Bloomberg’s July 2025 analysis framed the “VC paradox”: while SWFs and family offices hold enormous capital, much of that liquidity is either allocated strategically toward industrial priorities, buyouts, and global Private Equity or directed into mega-deals and cross-border strategic stakes rather than into sustained, independent late-stage venture funds.
PwC documents healthy early-stage deal counts and growing corporate-led VC participation. Bloomberg 2025 reporting also highlights that capital exists but often not in vehicles optimized for multi-round venture growth, IPO, and other highly liquid pipelines, and predictable exit events.
Further quantitative context from KPMG’s 2025 Venture Pulse explains that a still-maturing M&A buyer universe means that many founders wait longer for credible exit pathways, which in turn lowers the appetite of Limited Partnerships (LPs) or General Partnerships (GPs) for large late-stage allocations within the GCC ecosystem.
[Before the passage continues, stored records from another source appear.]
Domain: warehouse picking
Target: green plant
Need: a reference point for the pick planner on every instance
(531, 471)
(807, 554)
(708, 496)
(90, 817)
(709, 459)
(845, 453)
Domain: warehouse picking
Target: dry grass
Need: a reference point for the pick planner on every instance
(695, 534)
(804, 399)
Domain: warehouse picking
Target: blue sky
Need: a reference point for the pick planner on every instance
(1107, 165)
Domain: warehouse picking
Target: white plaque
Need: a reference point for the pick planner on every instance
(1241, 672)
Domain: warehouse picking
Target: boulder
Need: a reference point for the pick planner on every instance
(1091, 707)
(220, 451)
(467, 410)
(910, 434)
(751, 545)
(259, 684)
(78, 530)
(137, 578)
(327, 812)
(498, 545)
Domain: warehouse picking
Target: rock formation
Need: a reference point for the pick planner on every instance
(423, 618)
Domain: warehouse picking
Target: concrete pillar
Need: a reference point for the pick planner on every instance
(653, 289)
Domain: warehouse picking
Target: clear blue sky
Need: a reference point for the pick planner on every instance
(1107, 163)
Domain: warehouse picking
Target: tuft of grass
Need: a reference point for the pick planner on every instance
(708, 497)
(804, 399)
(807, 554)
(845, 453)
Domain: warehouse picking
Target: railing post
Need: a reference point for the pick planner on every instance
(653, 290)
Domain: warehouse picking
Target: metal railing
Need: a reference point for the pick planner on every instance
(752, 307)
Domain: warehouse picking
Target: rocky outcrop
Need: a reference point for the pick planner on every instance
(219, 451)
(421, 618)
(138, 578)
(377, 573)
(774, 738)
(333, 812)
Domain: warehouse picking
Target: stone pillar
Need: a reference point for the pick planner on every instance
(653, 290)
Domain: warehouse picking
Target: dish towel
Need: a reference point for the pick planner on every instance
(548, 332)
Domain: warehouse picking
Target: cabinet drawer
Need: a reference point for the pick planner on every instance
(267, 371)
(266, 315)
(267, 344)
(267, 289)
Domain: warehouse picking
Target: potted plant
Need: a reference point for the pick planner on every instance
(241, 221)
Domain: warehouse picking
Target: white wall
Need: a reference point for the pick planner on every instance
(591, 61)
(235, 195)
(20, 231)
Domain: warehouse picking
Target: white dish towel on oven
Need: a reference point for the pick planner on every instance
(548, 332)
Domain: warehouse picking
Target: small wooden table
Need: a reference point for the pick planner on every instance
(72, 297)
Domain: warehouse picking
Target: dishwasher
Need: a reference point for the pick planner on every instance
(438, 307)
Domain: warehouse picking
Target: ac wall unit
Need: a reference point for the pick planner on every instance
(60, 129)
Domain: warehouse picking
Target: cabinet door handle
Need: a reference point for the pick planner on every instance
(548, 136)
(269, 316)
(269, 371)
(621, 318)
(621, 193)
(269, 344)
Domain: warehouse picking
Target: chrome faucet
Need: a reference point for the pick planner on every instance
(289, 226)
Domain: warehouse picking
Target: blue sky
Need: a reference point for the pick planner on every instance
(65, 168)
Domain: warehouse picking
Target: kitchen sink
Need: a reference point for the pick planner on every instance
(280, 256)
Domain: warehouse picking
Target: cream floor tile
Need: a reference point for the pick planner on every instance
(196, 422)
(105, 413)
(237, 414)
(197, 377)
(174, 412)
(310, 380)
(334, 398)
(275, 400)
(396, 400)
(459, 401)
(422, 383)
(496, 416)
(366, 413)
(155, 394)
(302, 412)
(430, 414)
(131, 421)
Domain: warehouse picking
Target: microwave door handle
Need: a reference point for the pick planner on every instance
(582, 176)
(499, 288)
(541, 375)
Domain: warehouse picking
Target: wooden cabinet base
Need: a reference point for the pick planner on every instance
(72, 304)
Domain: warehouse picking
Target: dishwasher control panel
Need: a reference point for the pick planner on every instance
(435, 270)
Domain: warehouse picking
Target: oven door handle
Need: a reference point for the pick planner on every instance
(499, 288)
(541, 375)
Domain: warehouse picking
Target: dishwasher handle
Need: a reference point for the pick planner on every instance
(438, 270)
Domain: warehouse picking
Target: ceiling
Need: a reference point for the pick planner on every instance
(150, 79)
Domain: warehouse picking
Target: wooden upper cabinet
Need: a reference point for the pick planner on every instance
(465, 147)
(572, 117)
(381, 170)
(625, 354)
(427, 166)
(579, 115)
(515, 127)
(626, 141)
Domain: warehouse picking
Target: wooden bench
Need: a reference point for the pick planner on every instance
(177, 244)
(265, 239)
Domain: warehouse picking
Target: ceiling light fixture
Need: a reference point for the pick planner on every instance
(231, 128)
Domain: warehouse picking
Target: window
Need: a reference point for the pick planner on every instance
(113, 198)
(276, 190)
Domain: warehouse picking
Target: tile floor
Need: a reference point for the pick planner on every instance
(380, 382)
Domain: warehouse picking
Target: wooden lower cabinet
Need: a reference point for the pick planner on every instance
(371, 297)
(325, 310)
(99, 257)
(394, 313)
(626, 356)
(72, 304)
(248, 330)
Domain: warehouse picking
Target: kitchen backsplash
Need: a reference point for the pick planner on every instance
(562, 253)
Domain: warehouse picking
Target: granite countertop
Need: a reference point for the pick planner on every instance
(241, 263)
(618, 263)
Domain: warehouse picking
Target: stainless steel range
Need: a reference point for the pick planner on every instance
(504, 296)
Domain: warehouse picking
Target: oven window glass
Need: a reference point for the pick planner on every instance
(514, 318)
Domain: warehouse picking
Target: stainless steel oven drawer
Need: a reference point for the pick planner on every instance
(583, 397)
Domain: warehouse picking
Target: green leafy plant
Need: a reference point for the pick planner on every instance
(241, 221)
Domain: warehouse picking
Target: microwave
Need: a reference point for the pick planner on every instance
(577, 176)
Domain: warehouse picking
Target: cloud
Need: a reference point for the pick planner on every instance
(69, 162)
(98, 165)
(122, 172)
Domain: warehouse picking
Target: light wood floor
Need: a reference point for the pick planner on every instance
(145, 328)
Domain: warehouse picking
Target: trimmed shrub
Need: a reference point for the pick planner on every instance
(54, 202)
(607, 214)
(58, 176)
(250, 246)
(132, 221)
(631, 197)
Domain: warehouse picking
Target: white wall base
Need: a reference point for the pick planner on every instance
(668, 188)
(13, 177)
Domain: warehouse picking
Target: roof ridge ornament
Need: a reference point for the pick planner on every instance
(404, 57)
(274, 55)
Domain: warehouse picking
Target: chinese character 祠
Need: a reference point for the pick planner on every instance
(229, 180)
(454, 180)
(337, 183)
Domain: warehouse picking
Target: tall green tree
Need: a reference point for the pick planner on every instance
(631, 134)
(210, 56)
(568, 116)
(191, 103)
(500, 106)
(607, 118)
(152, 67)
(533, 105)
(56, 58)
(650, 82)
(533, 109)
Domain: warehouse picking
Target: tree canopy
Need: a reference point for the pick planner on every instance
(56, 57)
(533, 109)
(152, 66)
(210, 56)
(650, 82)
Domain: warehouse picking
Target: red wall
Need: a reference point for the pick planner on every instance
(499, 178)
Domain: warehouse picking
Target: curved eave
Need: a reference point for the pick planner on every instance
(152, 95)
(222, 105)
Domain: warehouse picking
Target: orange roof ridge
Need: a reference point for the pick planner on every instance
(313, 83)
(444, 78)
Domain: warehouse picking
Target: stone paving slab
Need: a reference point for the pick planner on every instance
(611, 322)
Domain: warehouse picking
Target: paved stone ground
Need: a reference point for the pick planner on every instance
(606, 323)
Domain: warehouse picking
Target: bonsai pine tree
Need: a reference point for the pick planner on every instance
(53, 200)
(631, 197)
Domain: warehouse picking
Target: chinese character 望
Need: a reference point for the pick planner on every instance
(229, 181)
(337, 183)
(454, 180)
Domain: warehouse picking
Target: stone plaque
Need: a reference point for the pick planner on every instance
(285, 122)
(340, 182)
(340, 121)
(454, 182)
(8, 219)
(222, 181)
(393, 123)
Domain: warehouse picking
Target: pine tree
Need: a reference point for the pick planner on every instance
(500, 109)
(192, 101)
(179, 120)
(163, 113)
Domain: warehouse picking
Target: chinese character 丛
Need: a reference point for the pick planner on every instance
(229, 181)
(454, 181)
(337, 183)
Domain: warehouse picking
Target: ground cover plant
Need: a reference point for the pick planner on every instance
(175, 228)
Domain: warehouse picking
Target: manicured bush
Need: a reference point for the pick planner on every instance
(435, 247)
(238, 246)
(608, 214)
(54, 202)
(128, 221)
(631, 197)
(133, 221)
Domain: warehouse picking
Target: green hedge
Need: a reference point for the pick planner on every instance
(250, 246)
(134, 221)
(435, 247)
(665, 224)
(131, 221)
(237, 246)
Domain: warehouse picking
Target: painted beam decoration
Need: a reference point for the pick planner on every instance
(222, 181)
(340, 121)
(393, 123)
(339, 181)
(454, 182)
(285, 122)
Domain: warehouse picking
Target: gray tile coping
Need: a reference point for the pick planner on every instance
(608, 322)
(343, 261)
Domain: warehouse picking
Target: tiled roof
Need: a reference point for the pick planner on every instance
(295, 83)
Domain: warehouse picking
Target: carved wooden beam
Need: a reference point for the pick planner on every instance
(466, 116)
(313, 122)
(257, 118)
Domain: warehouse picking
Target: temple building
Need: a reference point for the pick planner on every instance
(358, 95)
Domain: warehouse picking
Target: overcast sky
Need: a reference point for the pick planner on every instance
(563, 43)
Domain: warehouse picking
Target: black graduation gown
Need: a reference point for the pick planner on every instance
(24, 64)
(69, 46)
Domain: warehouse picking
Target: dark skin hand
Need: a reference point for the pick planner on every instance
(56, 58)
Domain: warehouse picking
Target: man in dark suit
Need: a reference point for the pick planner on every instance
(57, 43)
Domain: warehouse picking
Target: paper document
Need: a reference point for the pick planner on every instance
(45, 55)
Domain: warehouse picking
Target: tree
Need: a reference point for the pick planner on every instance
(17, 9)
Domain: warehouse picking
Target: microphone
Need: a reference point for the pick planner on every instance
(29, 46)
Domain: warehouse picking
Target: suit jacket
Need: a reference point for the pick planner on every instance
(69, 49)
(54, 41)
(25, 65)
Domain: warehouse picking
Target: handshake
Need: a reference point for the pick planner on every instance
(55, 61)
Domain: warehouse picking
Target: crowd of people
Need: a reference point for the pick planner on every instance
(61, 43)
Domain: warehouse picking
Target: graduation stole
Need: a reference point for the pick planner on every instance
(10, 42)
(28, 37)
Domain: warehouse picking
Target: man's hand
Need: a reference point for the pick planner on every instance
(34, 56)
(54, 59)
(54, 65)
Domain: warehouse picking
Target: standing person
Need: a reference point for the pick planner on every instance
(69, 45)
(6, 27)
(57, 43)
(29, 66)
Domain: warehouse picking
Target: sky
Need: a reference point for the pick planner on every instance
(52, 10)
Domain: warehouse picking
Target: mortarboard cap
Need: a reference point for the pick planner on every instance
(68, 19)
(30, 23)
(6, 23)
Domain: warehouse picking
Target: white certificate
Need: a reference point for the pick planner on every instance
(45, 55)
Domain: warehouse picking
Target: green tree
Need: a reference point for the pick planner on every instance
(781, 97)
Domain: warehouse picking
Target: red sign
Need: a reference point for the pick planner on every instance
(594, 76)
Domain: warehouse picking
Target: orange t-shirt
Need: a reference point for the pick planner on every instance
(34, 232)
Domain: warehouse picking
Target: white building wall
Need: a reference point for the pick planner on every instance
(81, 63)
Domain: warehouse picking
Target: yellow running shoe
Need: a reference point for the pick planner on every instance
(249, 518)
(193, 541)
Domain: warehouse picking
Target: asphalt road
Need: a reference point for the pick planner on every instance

Deloitte remarked in 2025, “Sovereign capital is catalytic, yet sustainable scale requires independent GPs and deeper secondary/IPO channels.”
PwC’s 2025 CVC reports explicitly recommend strengthening capital markets pathways (IPOs and M&A) and building repeatable fund ecosystems, including GP capacity building and tax/regulatory tweaks, naming fund-of-funds and CVCs as immediate tools to plug the Series A–C financing gap.
“Fund-of-funds and corporate venture activity can plug near-term financing gaps, but capital markets must mature for durable exits,” PwC remarked in 2025.
In that context, Qatar is striving in that direction. Speaking to TRENDS, Adam Connon, Country Manager and General Counsel, at the Web Summit Qatar, said, “Through QIA, QDB, and Invest Qatar, the country is becoming a regional anchor for venture capital, attracting global investors and encouraging local LP participation.”
Deloitte recommends policies that enable private LPs, pension funds, and insurance companies to allocate to venture over time. “SWFs can unlock scale, but independent GPs and repeatable exit channels are the long-term solution,” Deloitte reported in 2025.
McKinsey expanded on this and echoed similar proposals during pragmatic market commentary in 2025. It advised creating regionally-domiciled growth equity or late-stage funds with mixed public/private LPs, as well as reforms in exchange markets enabling the hosting of tech listings to attract growth firms, and build a market for secondaries and structured buyouts to offer early liquidity without full exit.
To make money, cash has to change hands, and ideas have to be exchanged. For this to happen, the VC entry and exit strategies must be given a chance to evolve, not just adapt. This maturity in thinking is already taking shape.